Acordam, em conferência, na Secção Cível do Tribunal da Relação de Coimbra: I No Tribunal Judicial da Comarca de Leiria - Juízo Local Cível de Leiria - Juiz 1, corre termos a presente ação declarativa, com processo especial para cumprimento de obrigações pecuniárias emergentes de contrato, que a sociedade ‘A... Limited’, com sede em ..., Reino Unido, instaurou, através de requerimento inicial de injunção, contra J..., residente na Rua ..., peticionando a condenação do mesmo a pagar-lhe a quantia global de €9.206,36.
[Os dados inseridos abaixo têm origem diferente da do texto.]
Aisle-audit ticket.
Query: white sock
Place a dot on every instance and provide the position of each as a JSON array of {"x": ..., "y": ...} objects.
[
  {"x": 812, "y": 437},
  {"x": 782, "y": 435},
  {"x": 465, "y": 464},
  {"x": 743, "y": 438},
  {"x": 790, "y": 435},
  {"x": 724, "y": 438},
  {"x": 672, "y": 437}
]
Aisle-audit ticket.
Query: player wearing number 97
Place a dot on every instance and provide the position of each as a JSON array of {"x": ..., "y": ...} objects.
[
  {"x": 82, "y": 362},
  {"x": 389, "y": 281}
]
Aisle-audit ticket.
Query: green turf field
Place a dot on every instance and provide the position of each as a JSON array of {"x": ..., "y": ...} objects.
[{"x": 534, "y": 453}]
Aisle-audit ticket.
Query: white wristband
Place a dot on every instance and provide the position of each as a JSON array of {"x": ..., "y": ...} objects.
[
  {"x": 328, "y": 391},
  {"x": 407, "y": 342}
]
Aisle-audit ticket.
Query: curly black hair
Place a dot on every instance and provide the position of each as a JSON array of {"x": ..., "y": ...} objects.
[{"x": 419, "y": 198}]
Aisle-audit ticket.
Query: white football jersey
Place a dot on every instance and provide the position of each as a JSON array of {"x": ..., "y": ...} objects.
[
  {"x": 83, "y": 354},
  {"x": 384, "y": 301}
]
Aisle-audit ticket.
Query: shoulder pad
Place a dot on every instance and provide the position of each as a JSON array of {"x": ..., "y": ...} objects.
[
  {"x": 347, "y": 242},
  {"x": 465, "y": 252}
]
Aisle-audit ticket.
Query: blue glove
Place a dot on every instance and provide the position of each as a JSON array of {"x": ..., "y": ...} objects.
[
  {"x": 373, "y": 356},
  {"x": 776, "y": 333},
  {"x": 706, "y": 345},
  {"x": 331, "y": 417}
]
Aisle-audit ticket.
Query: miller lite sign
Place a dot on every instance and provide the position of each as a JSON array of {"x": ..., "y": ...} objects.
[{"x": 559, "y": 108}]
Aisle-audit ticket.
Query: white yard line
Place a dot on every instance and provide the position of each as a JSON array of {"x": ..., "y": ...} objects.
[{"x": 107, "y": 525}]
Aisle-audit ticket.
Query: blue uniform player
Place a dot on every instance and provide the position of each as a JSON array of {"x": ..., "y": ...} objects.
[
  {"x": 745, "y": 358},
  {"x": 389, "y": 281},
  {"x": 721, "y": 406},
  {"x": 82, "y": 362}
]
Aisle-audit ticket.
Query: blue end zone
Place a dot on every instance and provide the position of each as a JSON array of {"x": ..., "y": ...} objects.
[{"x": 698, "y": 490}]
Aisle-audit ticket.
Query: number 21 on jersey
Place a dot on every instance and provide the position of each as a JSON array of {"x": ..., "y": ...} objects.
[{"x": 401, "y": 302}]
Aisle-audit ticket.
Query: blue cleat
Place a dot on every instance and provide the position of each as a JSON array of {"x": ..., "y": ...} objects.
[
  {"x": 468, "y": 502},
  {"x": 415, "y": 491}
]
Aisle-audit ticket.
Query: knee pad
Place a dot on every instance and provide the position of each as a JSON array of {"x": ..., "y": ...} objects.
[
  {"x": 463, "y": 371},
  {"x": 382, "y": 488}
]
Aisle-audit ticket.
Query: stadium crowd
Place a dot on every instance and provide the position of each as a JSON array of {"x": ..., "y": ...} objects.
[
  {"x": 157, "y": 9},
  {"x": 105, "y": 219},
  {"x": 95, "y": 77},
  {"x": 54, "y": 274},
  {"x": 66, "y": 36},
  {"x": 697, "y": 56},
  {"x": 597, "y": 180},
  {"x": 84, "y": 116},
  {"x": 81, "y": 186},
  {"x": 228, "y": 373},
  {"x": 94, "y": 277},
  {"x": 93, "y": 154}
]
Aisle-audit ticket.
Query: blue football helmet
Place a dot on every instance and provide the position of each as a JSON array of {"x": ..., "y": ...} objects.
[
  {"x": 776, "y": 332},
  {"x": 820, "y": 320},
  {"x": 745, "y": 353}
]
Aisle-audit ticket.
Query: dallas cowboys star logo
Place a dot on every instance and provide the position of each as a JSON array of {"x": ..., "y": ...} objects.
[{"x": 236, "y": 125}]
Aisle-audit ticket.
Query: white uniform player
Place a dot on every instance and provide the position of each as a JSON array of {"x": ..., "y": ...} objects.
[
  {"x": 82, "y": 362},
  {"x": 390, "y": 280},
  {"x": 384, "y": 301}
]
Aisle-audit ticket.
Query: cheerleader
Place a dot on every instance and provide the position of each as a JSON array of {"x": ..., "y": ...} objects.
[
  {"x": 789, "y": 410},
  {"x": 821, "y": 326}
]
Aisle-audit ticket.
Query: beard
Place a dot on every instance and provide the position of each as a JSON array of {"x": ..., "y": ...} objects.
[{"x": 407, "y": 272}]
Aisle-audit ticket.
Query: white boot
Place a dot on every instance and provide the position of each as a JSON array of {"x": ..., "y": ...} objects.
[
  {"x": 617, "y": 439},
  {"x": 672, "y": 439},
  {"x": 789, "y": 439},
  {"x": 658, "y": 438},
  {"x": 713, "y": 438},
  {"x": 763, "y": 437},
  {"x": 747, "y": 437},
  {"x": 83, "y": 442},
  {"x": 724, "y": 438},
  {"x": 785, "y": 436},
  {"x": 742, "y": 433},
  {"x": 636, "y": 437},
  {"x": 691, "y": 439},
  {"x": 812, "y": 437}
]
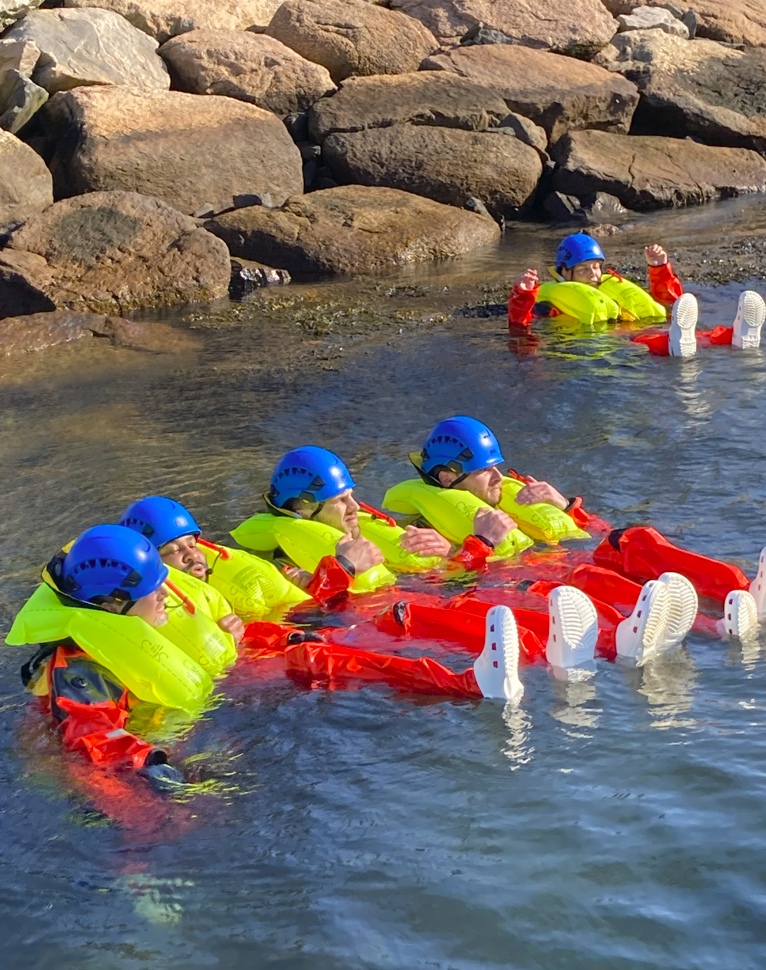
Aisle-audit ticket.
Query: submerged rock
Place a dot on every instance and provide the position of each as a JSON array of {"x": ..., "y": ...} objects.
[
  {"x": 181, "y": 148},
  {"x": 163, "y": 19},
  {"x": 646, "y": 171},
  {"x": 110, "y": 252},
  {"x": 26, "y": 186},
  {"x": 250, "y": 67},
  {"x": 700, "y": 88},
  {"x": 352, "y": 36},
  {"x": 448, "y": 165},
  {"x": 558, "y": 93},
  {"x": 353, "y": 229},
  {"x": 436, "y": 98},
  {"x": 578, "y": 27},
  {"x": 89, "y": 47}
]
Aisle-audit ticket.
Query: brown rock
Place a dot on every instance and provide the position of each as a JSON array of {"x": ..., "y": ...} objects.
[
  {"x": 180, "y": 148},
  {"x": 424, "y": 98},
  {"x": 25, "y": 182},
  {"x": 700, "y": 88},
  {"x": 645, "y": 172},
  {"x": 578, "y": 27},
  {"x": 445, "y": 164},
  {"x": 249, "y": 67},
  {"x": 353, "y": 229},
  {"x": 89, "y": 47},
  {"x": 110, "y": 252},
  {"x": 352, "y": 37},
  {"x": 558, "y": 93},
  {"x": 730, "y": 21},
  {"x": 164, "y": 19}
]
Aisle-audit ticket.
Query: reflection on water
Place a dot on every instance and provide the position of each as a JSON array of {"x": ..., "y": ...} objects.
[{"x": 329, "y": 830}]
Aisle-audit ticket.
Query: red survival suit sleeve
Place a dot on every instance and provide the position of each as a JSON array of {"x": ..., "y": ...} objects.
[
  {"x": 329, "y": 580},
  {"x": 664, "y": 286}
]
Alega, em síntese, que celebrou com a sociedade “C...” um contrato de cessão de créditos, na sequência do qual a “C...” cedeu o seu crédito sobre o Réu à autora; que a presente ação constitui o meio idóneo para dar conhecimento ao Réu da mencionada cessão de créditos; que por documento particular foi celebrado entre a C... e o ora Réu, em 10/01/2006, um contrato de abertura de crédito, ao qual foi atribuído o n.º ..., comprometendo-se o Réu a pagar prestações, mensais e sucessivas; que desde pelo menos 08.06.2007 o réu deixou de efectuar o pagamento daquelas prestações mensais, tendo ficado em dívida o montante de €4.073,61, acrescendo a essa quantia os juros de mora à taxa legal, contados desde 08.06.2007 até à data da propositura da presente ação, que somam €1.710,92; reclama ainda a quantia de €3.421,83, a título de cláusula penal, correspondente a 8% sobre a totalidade do saldo em dívida.

Que o montante global em dívida ascende a €9.206,36, cujo pagamento reclama do Réu, com o acréscimo de juros vincendos até efetivo pagamento.

II O Réu deduziu oposição, invocando, além do mais, o desconhecimento do sobredito contrato de abertura crédito, e a prescrição da dívida reclamada, nos termos do artº 310º, als. d) e e) do C. Civil.

Pede a sua absolvição do pedido.

III Na sequência de despacho proferido no Tribunal as partes foram notificadas para se pronunciarem sobre a verificação de um eventual erro na forma do processo, tendo tomado posição o réu, no sentido afirmativo, e a autora, em sentido negativo.

IV De seguida foi proferido despacho nos seguintes termos: ‘Cumpre apreciar e decidir.

A referência a este contrato de crédito no qual a autora, na qualidade de cessionária, não foi parte, demonstra que os créditos de que esta se arroga titular não emergem directamente do contrato por si invocado, celebrado com a cedente.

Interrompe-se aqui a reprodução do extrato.